Book

Abstract

Marc Pendzich – „From cover version to hit-recycling – historical, economical and legal aspects of a basic phenomenon in pop & rock music“

LIT 2004, 2nd Ed. 2008, 3rd Ed. 2013 (as eBook)

Hit-recycling including cover versions, sampling-based songs and secondhand-hits is the pop-phenomenon of the recent years: A never ending topic for media-observers, the biz, music listeners and collectors.

The german musicologist Marc Pendzich provides in his book for the first time the whole „cover-story“, beginning in the 1950s with countless so-called white covers in the U.S. up to the contemporary international widespread hit-recycling. He explains the international legal basics of cover records in short. Furthermore the author shows the pop historical roots and the musical, economical and legal reasons for the extensive hit-recycling – and the resulting consequences for pop music, musicians and record industry.

With an exceptional feedback in over 80 reports in well-known newspapers, on TV and radio, plus a three-hour-Primetime-TV-Show on public MDR in 2005, this book was well-received in Germany with a wide audience of media-observers, music listeners, musicians, musicologists, jurists and collectors – and bridges a market gap in the pop book market.

This dissertation, published first in Germany in 2004 and followed by a updated second edition in 2008, is the world-wide first and only detailed book about the international rock/pop-phenomenon „cover version“. The study analyses popular music history of the complete 20th century and focuses on the US-, UK- and german rock era, especially of the last 15 years. The book includes – comprehensive as well for non-jurists – the legal basics of cover versions for US-Copyright and German Author’s Right. On this wide base of historical and legal aspects (underlined with numerous music-examples), the current phenomenon „hit-recycling“ – the collective use of numberless songs of the whole rock era adapted in cover versions, bastards and sampling-dominated songs – is detailed analysed multidisciplinary under musicologist, media scientist and economic aspects. In this part, the study focuses mainly on the german music market. It is both the from digital revolution most suffering pop market of the western world and moreover the record-breaking market concerning hit-recycling. The study presents for the first time detailed statistics and graphics about the triplication of cover versions in the german single charts since the mid-1980s. The average percented each year is aboth 20 percent.

The initial point of the study was a notable change in pop music, recognizable since 1994 in the international charts: At that time, the former underground pop styles Hiphop and Techno got part of the international mainstream. Key of this partly unattended overwealming commercial success was the multiple and specific use of the formerly old-fashioned principle of cover versions.

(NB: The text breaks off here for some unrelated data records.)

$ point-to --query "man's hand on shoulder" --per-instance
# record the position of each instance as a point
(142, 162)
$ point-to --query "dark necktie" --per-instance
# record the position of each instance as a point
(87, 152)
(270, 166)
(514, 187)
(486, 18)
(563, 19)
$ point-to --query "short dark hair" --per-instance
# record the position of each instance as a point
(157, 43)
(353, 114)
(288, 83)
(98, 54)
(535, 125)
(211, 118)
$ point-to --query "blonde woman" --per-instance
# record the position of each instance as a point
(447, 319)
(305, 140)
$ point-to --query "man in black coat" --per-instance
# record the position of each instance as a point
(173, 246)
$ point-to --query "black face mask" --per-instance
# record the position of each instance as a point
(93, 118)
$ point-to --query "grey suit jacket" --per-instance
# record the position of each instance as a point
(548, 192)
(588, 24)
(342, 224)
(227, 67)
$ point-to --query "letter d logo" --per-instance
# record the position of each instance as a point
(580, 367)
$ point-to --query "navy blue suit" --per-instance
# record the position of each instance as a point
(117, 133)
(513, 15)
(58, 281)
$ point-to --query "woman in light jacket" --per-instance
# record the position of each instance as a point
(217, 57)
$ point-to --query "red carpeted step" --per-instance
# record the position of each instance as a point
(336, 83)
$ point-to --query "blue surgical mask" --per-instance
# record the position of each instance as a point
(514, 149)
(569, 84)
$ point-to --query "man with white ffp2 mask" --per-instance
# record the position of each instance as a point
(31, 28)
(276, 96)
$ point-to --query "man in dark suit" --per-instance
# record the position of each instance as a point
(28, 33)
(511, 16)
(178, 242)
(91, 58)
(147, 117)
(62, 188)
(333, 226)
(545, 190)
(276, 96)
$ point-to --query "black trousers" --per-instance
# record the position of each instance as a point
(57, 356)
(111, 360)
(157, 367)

The augmentation results mainly from “modern“ cover versions of the market segments Hiphop and Techno/Dance. But there are several “classic“ artists either, who weren’t typical cover interprets before. Cover versions of uncharted records are seldom now, in contrast to e.g. the 1970s. Today, cover versions are generally secondhand-hits of well-known and “approved” classics. Furthermore cover versions aren’t a temporary medium to start a pop career anymore – now they are normally a marketing instrument to drop a one hit wonder-project in the charts.

The reasons for the contemporary hit-recycling in the international charts are complex and narrowly cross-linked:

  • Postmodern tendencies,
  • the unrecurring low technical barrier to record music,
  • a new creative access to music and as well
  • the resulting (and industry-pushed) music styles
  • contribute to the flood of cover versions since the 1990s.

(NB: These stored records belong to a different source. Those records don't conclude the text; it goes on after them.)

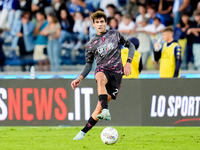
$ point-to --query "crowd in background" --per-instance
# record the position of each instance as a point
(39, 29)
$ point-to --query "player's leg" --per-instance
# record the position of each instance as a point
(102, 80)
(91, 122)
(102, 104)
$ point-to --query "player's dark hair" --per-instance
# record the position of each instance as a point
(111, 5)
(168, 29)
(98, 15)
(143, 5)
(119, 13)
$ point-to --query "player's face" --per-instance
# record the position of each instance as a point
(100, 25)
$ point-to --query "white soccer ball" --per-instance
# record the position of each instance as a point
(109, 135)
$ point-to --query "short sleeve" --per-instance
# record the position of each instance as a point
(89, 54)
(123, 40)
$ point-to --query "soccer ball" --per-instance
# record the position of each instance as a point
(109, 135)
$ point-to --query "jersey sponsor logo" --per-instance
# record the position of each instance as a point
(106, 47)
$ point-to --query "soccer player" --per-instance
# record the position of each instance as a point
(136, 64)
(169, 55)
(105, 47)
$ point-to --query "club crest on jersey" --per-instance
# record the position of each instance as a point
(104, 48)
(103, 39)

Moreover the trend is benefited by a 50-year-old history of pop music with an enormous pool of great pop songs. And more important, this pool is basically unknown by the young target group. The role of the financers of the hit-recycling, the record companies, has to be accented. The enterprises determine the promotion or non-promotion for certain music styles and acts by their company policy and initial investment. In this point of view, the multiple publication of cover versions is a significant symptom of a mainly short-termed business objectives especially of the major companies. This tendency increases in the current vehement economic crises of the record industry.

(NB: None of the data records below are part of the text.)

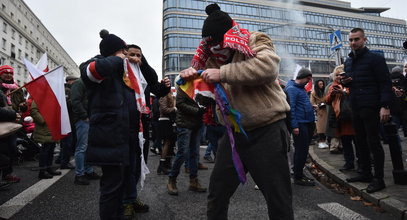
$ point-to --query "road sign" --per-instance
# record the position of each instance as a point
(335, 40)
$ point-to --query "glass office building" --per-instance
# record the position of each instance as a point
(300, 30)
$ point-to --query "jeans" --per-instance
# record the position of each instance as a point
(348, 149)
(66, 149)
(82, 129)
(301, 145)
(112, 185)
(188, 145)
(46, 155)
(134, 168)
(8, 149)
(366, 122)
(213, 134)
(264, 156)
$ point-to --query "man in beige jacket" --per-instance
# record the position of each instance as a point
(247, 66)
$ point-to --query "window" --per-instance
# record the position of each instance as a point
(13, 51)
(4, 27)
(4, 42)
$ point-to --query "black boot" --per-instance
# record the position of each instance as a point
(375, 185)
(162, 170)
(167, 163)
(44, 175)
(53, 172)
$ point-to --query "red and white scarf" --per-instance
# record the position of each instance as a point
(236, 39)
(134, 79)
(9, 88)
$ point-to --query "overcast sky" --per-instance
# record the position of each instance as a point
(76, 23)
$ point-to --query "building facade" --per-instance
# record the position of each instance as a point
(22, 35)
(300, 31)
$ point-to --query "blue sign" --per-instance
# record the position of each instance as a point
(335, 40)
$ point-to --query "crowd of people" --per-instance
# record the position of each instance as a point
(118, 99)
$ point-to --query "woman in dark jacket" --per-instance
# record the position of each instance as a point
(43, 136)
(8, 148)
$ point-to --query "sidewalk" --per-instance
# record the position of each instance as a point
(393, 198)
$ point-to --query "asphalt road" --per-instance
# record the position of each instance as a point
(64, 200)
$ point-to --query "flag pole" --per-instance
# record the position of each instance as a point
(19, 88)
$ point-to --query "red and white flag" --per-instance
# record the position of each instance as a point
(310, 84)
(42, 66)
(48, 92)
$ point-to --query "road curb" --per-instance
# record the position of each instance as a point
(383, 200)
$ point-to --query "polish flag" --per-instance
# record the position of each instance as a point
(42, 65)
(48, 92)
(309, 85)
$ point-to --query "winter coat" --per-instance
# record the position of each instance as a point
(344, 127)
(167, 106)
(6, 113)
(113, 115)
(79, 101)
(321, 112)
(252, 83)
(371, 84)
(189, 115)
(301, 108)
(16, 98)
(41, 134)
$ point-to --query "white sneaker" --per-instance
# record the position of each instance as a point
(322, 145)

The study concludes, that – although individually surely an enrichment – the mass publication of cover versions isn’t reasonable neither in pop cultural nor in long-term economical regards. All in all, the german market (as a negative example) is mainly cover-version-driven – and not artist-oriented like e.g. the U.S., U.K. or the french market. Although the music business respectively artist-building is a very hazardous investment in these days: The short-termed strategy of hit-recycling combined with endless one hit wonders and multi-artist-CD-compilations instead of album-and-artist-oriented marketing with an emotional-based fan-artist-relationship has utterly failed in the formerly world-wide third largest music market of Germany.

Marc Pendzich, Dr. phil. (Musicology), lives as composer, climate activist and lecturer in Hamburg, Germany.